In economics you can certainly put “growth” and “development” in the same sentence. However, growth and development have recently acquired a partner term: sustainability.
"Sustainability" is about as fuzzy defined as the term “fair” (more on "fair"). Sustainable and sustainability sure seem like political words and not so much economics. Even BP was called sustainable.
A couple items come to mind:
- growth first and development coming second seems to be the regular route,
- occasionally you see growth and development together,
- rare is development put first and growth comes second.
Enter sustainable and sustainability. Its not long term growth or long term development, rather its “sustainable” or “sustainability”. Sustainable and sustainability being based on the notion of some centrally planned management makes the subject at hand sustainable.
The terms sustainable and sustainability seem to morph (political) into the base subjects of growth and development. That is, sustainable and sustainability suddenly trump growth and development. Or, alternatively, sustainable and sustainability becomes the study and growth and development become the sub-topics.
The use of the terms sustainable and sustainability, as overarching terms to explain the organization of a current economic system’s growth and development characteristics, although “fuzzy” in its meaning and deployment, appears to come with the implicit assumption of nonviable and/or sectors within an economic system are not viable. The implicit assumption is that viability/sustainability is only possible with central planned management.
However, is viability/sustainability better explained by Schumpeter's "creative destruction"? That it's not so much viability or sustainability as it is: what comes next. That what is viable/sustainable today gets replaced by a more viable item/idea/model/firm, etc. Were oil lamps viable? Was Woolworth viable? Were stagecoaches viable?
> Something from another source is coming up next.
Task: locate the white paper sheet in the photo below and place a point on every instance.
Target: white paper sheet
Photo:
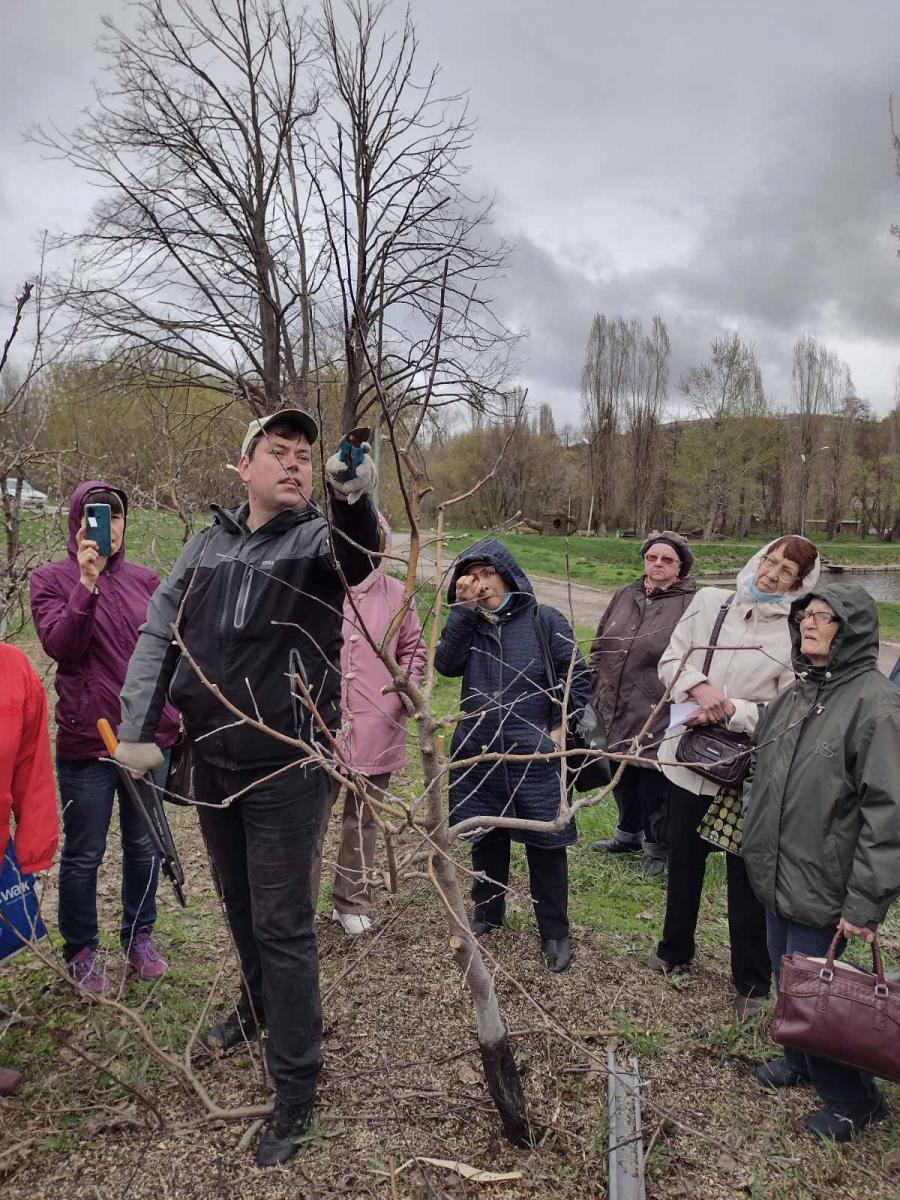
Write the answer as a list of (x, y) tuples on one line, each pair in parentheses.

Where does this implicit assumption, of nonviable or unsustainable without centrally planned management, come from? What makes those using the term “sustainable” also rely on central planning to make the item/subject “sustainable”? Likely it comes from the failure to see free people making free decisions in a free market place. Free people making free decisions, generally based on self interest, looks like chaos to the casual outside observer. However, the chaos is really efficiency when organized around an economy based on price. Price allows the self interested decisions to exchange at price when all parties believe that exchange should occur as all parties see a benefit. The seeming chaos of the free market makes the casual outside observer nervous. Chaos needs managed. That chaos needs organized and planned. However, the chaos is really self interested decisions that become highly organized around “price”.
Hence the main features of “sustainable” is the replacement of the free market phenomena of growth and development with the centrally planned management of growth and development. That, for instance, a resource can not be sustainable without central planning or else the resource becomes unsustainable very quickly. That the price of the resource will sky rocket and the supply will run out quickly with out central planning. Of course the question then arises that exactly who has the “special knowledge” to centrally plan? That some special knowledge exists that can replace the zillions of self interest-self directed mundane knowledge decisions occurring in the market each day?
Moreover, the idea that special knowledge exists, that can create central planning, that reduces price and extends supply makes no sense given the following:
- sustainable gets used in a way that means the low hanging fruit of a particular resource has been plucked and hence the remaining resource gets more difficult to find and more expensive to produce.
- however, for example, oil that was easily accessible in the 1930's-1950's,
- extraction costs of the low hanging fruit was actually more expensive, in real terms, then the current extraction costs today when deposits are no longer considered low hanging fruit (cost per unit has fallen even though deposit are more difficult to extract than 1930-1950). Meanwhile supply has expanded at lower real costs,
- the same is true with natural gas, coal, and many other resources. Technology, driving Schumpeter's "creative destruction", has outpaced more difficult extractions situations and real costs of extraction have fallen. Viability and sustainability increased at a lower real cost yet no centrally planned management system was deployed.